Jurnal Nasional Pendidikan Teknik Informatika (JANAPATI)
Vol. 14 No. 2 (2025)

Learning Algorithms of SVR, DTR, RFR, and XGBoost (Case Study: Predictive Maintenance of Fuel Consumption)

Parhusip, Hanna Arini (Unknown)
Lea, Lea (Unknown)
Trihandaru, Suryasatriya (Unknown)
Nugroho, Didit Budi (Unknown)
Santosa, Petrus Priyo (Unknown)
Hariadi, Adrianus Herry (Unknown)



Article Info

Publish Date
10 Jul 2025

Abstract

The most complex aspect of predictive maintenance (PdM) for heavy vehicles is accurately forecasting fuel consumption as it is both critical and challenging to achieve optimal efficiency while minimizing expenses. Overfitting and failure to capture the existing data's linear relationships seem to remain the most persistent issues with traditional methods. In order to achieve this, the following techniques were analyzed to choose the best fuel consumption forecaster: Support Vector Regression (SVR), Decision Tree Regression (DTR), Random Forest Regression (RFT), and XGBoost. The models were implemented and their performance measured using Mean Squared Error (MSE).

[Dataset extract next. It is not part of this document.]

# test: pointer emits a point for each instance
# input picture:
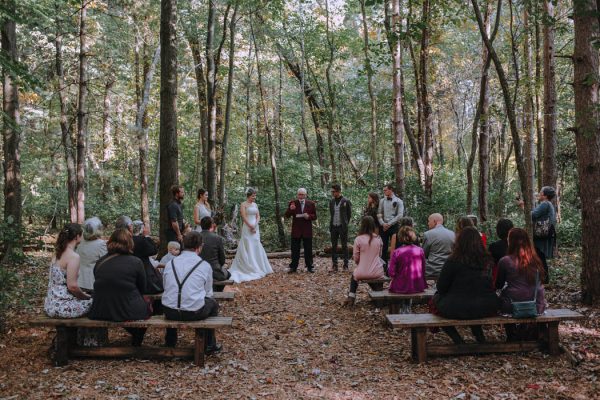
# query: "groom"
(303, 212)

The analysis revealed that SVR surpassed the others with a linear kernel (C=10) achieving the lowest MSE rates of 0.26, while DTR, RFR, and XGBoost earned significantly higher 3.375, 2.857, and 3.857 (MSEs). The other models lagged behind SVR because SVR was more effective in capturing linear relations and managing overfitting, a dominating issue with decision-tree based models. This points out another important aspect of predictive maintenance (PdM) : the appropriate machine learning technique plays a very important role in accurately predicting fuel consumption of heavy trucks, which improves precision and fuel efficiency.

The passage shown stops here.